Without insurance coverage, mental health treatment can prove unattainable for many. Psychiatrist visits alone, for instance, can cost hundreds of dollars for those who are uninsured, according to Aetna coverage details. As such, with only 5% of the representative patient pool being uninsured, it illustrates how inaccessible mental health care can be for those who cannot afford insurance coverage, on top of outside costs for related mental health medication or continued treatment.

The region-specific discrepancies in insurance coverage further signify the barriers to culturally appropriate care mentioned by Genovese. While Hochul’s plan promises a much-needed financial boost to service providers, insurance coverage remains a significant impediment. These problems are especially prominent in underserved communities that often cannot afford the extra time and cost commitments to mental healthcare.

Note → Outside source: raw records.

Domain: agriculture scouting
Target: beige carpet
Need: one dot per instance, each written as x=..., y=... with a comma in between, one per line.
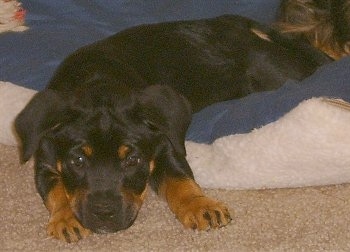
x=307, y=219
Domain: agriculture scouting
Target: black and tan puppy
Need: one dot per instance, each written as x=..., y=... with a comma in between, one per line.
x=113, y=118
x=324, y=24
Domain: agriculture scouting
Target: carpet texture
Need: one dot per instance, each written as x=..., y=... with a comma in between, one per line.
x=305, y=219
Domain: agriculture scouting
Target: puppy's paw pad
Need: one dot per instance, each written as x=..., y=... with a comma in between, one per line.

Despite this, there is reason to be optimistic about New York’s future in mental health. Hochul’s new proposed plan to fix mental health is on top of a $3.3 million commitment she made in 2022 aimed at expanding childhood mental health services. Moreover, Genovese referenced many initiatives within the system to continue improving care, such as “increased language access translations” and “efforts to diversify the mental health workforce.”

The $1 billion plan announced by Hochul is an added boost to these initiatives, but work is needed to break down the systemic barriers to mental health care. It remains to be seen how the plan’s funding and focus on inpatient and outpatient services will trickle down to underserved populations in marginalized, low-income communities or if these initiatives will be enough to support language barriers between health services and the diverse communities within New York.